10. Ter zitting heeft vergunninghouder verklaard dat het casco klaar is maar dat de aanbouw nog niet wind- en waterdicht is omdat de gevelbeplating ontbreekt. Vergunninghouder heeft derhalve een zwaarwegend belang bij het mogen voortzetten van de bouwwerkzaamheden. In de omstandigheid dat verzoekers de aanbouw lelijk vinden en niet vinden passen in de omgeving ziet de voorzieningenrechter voorshands geen zwaarwegend belang om onmiddellijk een bouwstop te bevelen. Het casco staat er al dus verzoekers worden thans ook al belemmerd in hun uitzicht.
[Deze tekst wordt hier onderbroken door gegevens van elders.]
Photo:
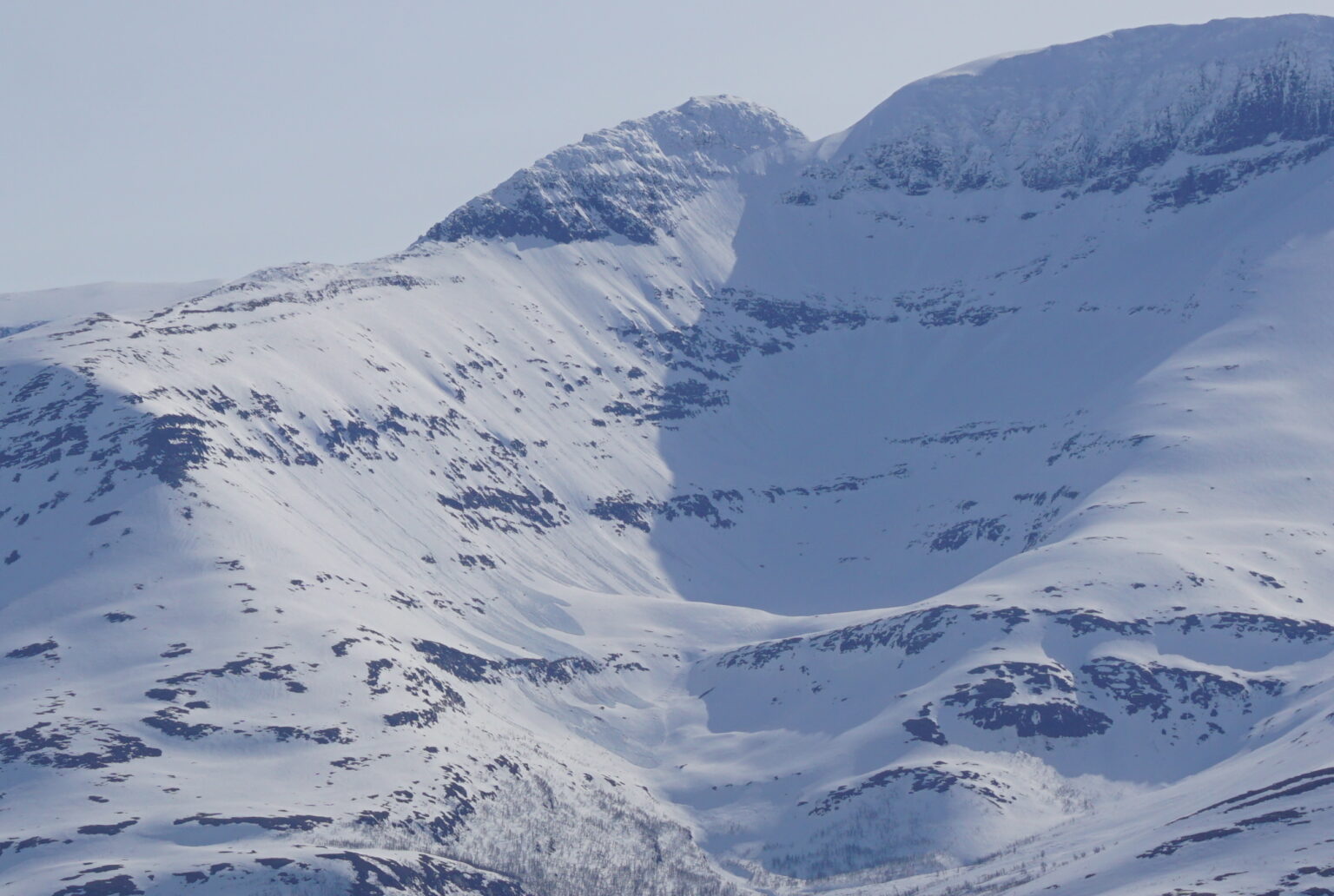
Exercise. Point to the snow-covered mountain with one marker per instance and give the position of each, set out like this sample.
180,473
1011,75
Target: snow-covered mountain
22,311
940,507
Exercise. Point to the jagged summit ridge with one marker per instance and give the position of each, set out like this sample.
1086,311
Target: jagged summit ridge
624,181
1104,114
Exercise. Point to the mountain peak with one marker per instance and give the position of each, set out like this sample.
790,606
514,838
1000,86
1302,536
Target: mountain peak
1106,112
624,181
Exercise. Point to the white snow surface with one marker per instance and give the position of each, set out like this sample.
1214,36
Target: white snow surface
707,511
22,311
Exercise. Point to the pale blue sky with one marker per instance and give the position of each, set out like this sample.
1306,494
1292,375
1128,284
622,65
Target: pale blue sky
187,139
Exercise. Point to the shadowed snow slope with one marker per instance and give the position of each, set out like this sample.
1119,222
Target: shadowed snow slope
941,507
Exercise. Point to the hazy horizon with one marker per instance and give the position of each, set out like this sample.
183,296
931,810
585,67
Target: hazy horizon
159,142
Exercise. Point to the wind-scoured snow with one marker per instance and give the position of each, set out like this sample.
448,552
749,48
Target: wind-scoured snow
937,508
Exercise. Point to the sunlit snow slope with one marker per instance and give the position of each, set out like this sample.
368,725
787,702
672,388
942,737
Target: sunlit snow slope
941,507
De voorzieningenrechter onderkent dat bij doorbouwen niet valt uit te sluiten dat de privacy van verzoekers tot op zekere hoogte zal worden aangetast, maar in de afweging van belangen of tot onmiddellijke stopzetting van de bouw moet worden bevolen kent de voorzieningenrechter daaraan geen doorslaggevend belang toe.
11. Resumerend ziet de voorzieningenrechter gelet op de betrokken belangen op dit moment geen aanleiding het verzoek toe te wijzen. Voor een proceskostenveroordeling bestaat geen aanleiding.

Beslissing

De voorzieningenrechter wijst het verzoek om voorlopige voorziening af.
Deze uitspraak is gedaan door mr. M.P. de Valk, voorzieningenrechter, in aanwezigheid van mr. J. Poggemeier, griffier. De beslissing is in het openbaar uitgesproken op 29 oktober 2020.
griffier voorzieningenrechter
Afschrift verzonden aan partijen op:

Rechtsmiddel

Tegen deze uitspraak staat geen rechtsmiddel open.